La Cour des comptes, elle, a fait son devoir. Dès l'origine de cette falsification, elle a sonné le tocsin : dans son Rapport sur l'exécution des lois de finances en vue du règlement du budget de l'exercice 1994, on lit (p. 204) que la reprise de la dette de la Sécurité sociale par l'État au 1er janvier 1994 a été considérée comme une opération de trésorerie. Pourtant, il a été prévu que les versements correspondants à venir du FSV (177 MdF) seront inscrits en totalité aux budgets. Aux 110 MdF de charges de trésorerie qui échappent au budget correspondraient alors 177 MdF de recettes budgétaires. Ensuite, la Cour a chaque année fait part de son étonnement – sans aucun succès.
Deuxième exemple : l'État s'est doté d'un arsenal juridique et réglementaire qui lui permet de verser le cinquième des rémunérations de ses fonctionnaires sans payer les charges sociales correspondantes. Autrement dit, il prive la Sécurité sociale de plus de ressources que ne le font tous les employeurs au noir du pays réunis ! Concrètement, les primes, heures supplémentaires et autres rémunérations annexes des fonctionnaires (au total, globalement, 20 % de leur rémunération) ne supportent ni cotisation maladie, ni cotisation famille. C'est légal : un récent arrêt du Conseil d'État a débouté une association qui contestait le décret exonérant ces rémunérations de cotisations famille. Mais quel exemple !

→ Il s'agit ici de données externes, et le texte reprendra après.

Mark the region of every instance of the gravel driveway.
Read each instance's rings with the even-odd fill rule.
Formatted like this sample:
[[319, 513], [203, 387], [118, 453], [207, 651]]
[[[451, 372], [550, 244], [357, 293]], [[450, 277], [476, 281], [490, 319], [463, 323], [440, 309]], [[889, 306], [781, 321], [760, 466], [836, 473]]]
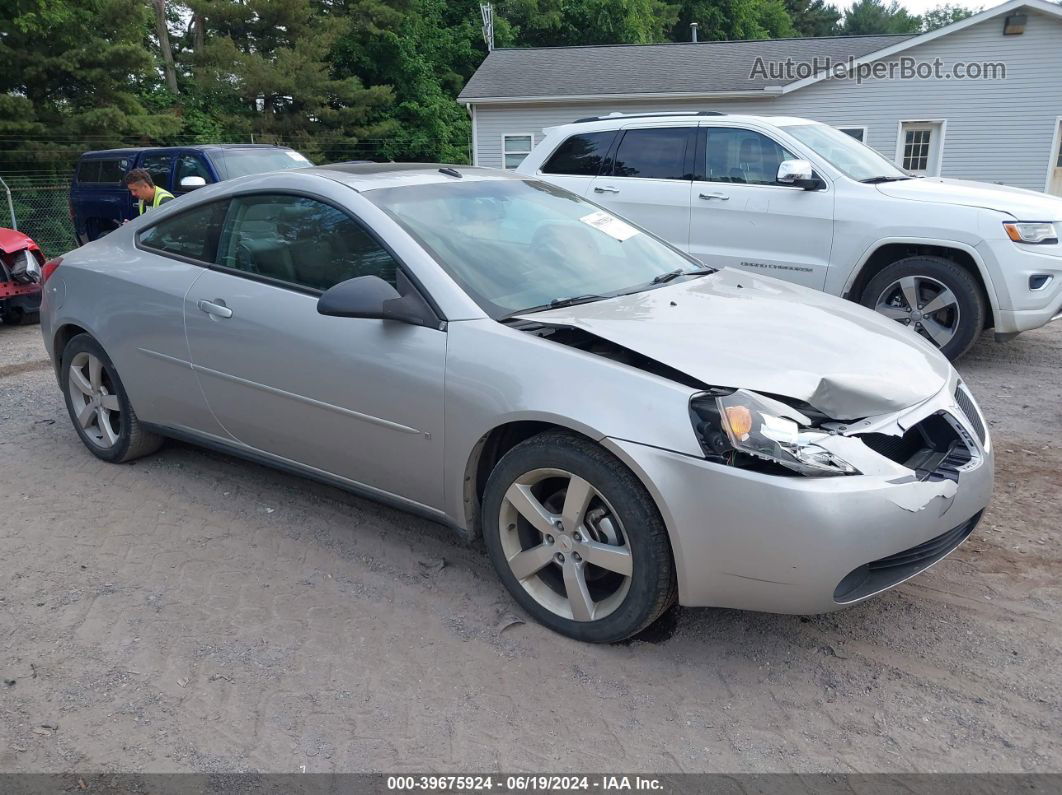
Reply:
[[1062, 323], [962, 361], [996, 496], [929, 573], [600, 647], [431, 523], [177, 443], [97, 461], [0, 326], [0, 770], [1062, 771], [1060, 364]]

Plus encore que le scandale consistant pour le faiseur de lois à se concocter un régime de faveur, c'est la stupidité de la chose qui devrait retenir l'attention. Car l'État est amené à verser chaque année plusieurs dizaines de milliards d'euros pour le financement de la Sécurité sociale. Si bien que ce qu'il gagne en s'étant fabriqué une législation et une réglementation dérogatoires se retrouve au niveau des subventions ou abandons de recettes fiscales au profit de divers organismes sociaux. Cela ne sert donc à rien de se comporter à grande échelle comme un petit patron qui embauche quelques extras sans les déclarer : l'argent sort néanmoins des caisses, sous une autre rubrique. Mais c'est typique de l'espèce de cloisonnement cervical qui affecte Bercy : on réalise des économies sur un poste, fût-ce par des méthodes que la morale réprouve, sans se soucier de savoir si cela ne va pas induire ailleurs des dépenses (ou des pertes de recettes) égales ou supérieures. Quand Alain Lambert (sénateur UMP) et Didier Migaud (député socialiste), dans un rapport commun [1], dénoncent le fractionnement des dotations budgétaires qui continue à être pratiqué, en contradiction avec la formule des budgets opérationnels de programme maintenant théoriquement en vigueur, ils nous font toucher du doigt le même phénomène : à Bercy, de petits chefs, pour éviter la dérive des dépenses en serrant la vis, torpillent la politique de responsabilisation des gestionnaires destinée précisément à diminuer les coûts en améliorant la gestion.
Tel est le ministère qui crée un Conseil pour la diffusion de la culture économique. Il n'a même pas le sens du ridicule ! Pourtant, si ce Conseil propose de diffuser à Bercy les quelques éléments de culture économique, certes insuffisants, mais non négligeables, que l'on peut observer au sein de la population et des entreprises françaises, il sera utile. Mais s'il sert à diffuser dans le pays la culture anti-économique dont le ministère est un bastion, aïe !, aïe !, aïe !
*Jacques Bichot est économiste, professeur à l'Université Jean-Moulin (Lyon 3)
[1]
[1] Voir Les Echos du 3 novembre 2006.